Le leadership, un truc de mec, les start up, un truc de vieux

Etonnant résultat que nous livre la cabinet de conseil suédois Universum, spécialisé dans la marque employeur, à travers la troisième édition de son palmarès sur l'attractivité des entreprises.

Après avoir interrogé 27000 personnes, pour environ la moitié des étudiants de grandes écoles de commerce et d'ingénieur, puis pour l'autre moitié des cadres issus des mêmes écoles, l'enquête révèle que les étudiants rêvent de travailler dans de grandes structures tandis que plus les cadres sont expérimentés plus ils sont attirés par des structures plus petites.

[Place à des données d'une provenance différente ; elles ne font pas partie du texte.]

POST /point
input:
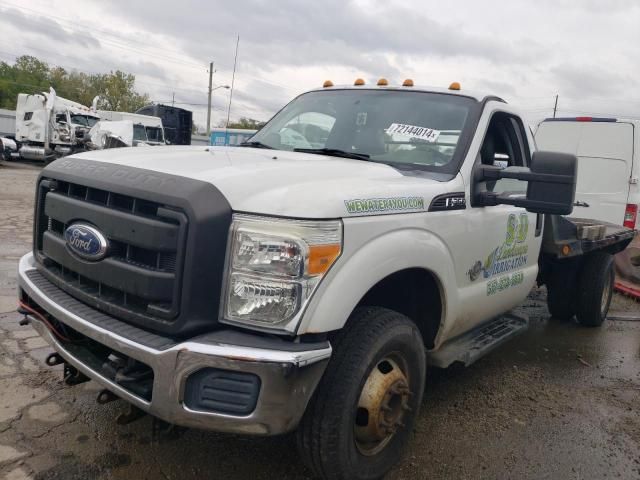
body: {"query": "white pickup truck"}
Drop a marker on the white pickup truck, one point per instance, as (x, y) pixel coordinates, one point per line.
(304, 280)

« Les plus jeunes sont attirés par les marques et les environnements structurés où ils se sentiront soutenus, entourés et formés et auront des opportunités à l’international. Les plus expérimentés, quant à eux, veulent avoir du poids dans l’organisation et sont ainsi les plus attirés par les petites structures, synonymes de responsabilités et d’autonomie », détaillent les auteurs de l'étude.

En termes d'objectifs de carrière, la volonté d'être autonome ou indépendant croît ainsi régulièrement au fil de l'expérience pour plus que doubler entre les étudiants et les cadres ayant 9 ans ou plus d'expérience. A l'inverse, le souhait d'avoir la sécurité de l'emploi et une stabilité professionnelle et celui de mener une carrière à l'international décroissent entre les étudiants et les plus expérimentés.

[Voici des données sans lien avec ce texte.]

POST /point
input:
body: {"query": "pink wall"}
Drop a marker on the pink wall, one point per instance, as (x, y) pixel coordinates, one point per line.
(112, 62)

Une situation que confirme le palmarès Universum, à travers la place occupée par des PME comme Michel et Augustin ou Blablacar : respectivement 5e et 9e dans le classement des cadres issus des écoles de commerce, elles plongent à la 16e et 29e places chez les étudiants des mêmes écoles.

Autre différence, à mesure que l'expérience croît, plus le respect des employés et le travail d'équipe prennent de l'importance comme critère d'attractivité. En revanche, la volonté d'être un leader ou diriger une équipe, elle, est supérieure chez les étudiants que chez les cadres. « Les étudiants ont souvent une image préconçue du management dans leurs écoles, et se rendent compte des réels tenants et aboutissants une fois en entreprise », notent les auteurs de l'étude.

Les femmes en quête d'un cadre de travail épanouissant

L'autre grand résultat de l'enquête Universum concerne justement cette volonté de leadership, mais à travers les différences d'aspiration entre les hommes et les femmes cadres. Ainsi, les premiers sont 39 % à se fixer comme objectif de carrière d'être un leader ou de diriger une équipe, contre 25 % pour les femmes. Une aspiration que l'on retrouve en neuvième position dans le Top 10 des critères d'attractivité des hommes mais qui disparaît de celui des femmes.

« Les femmes cherchent à travailler dans une entreprise où elles pourront s’épanouir. L’ambiance de travail agréable est leur premier critère d’attractivité dans la recherche d’un employeur (choisi par 58% d’entre elles) et elles accordent beaucoup d’importance à leur environnement de travail », soulignent les auteurs de l'étude.

Quant aux hommes, ils sont beaucoup plus dans la recherche du challenge et de l’accomplissement par la rémunération et le leadership. « Avoir une bonne ambiance de travail reste un critère essentiel pour plus de la moitié des hommes, notent les auteurs de l'étude. Néanmoins, le défi intellectuel, diriger une équipe et avoir un esprit entrepreneur ou créatif leur importent plus que la quête de sens. »

En dépit de cette différence, l'enquête montre néanmoins que l'ensemble des cadres aspirent à trouver du sens dans leur travail. Une aspiration qui progresse un peu plus chaque année. Même si elle est davantage portée par les femmes, qui semblent ainsi montrer la voie.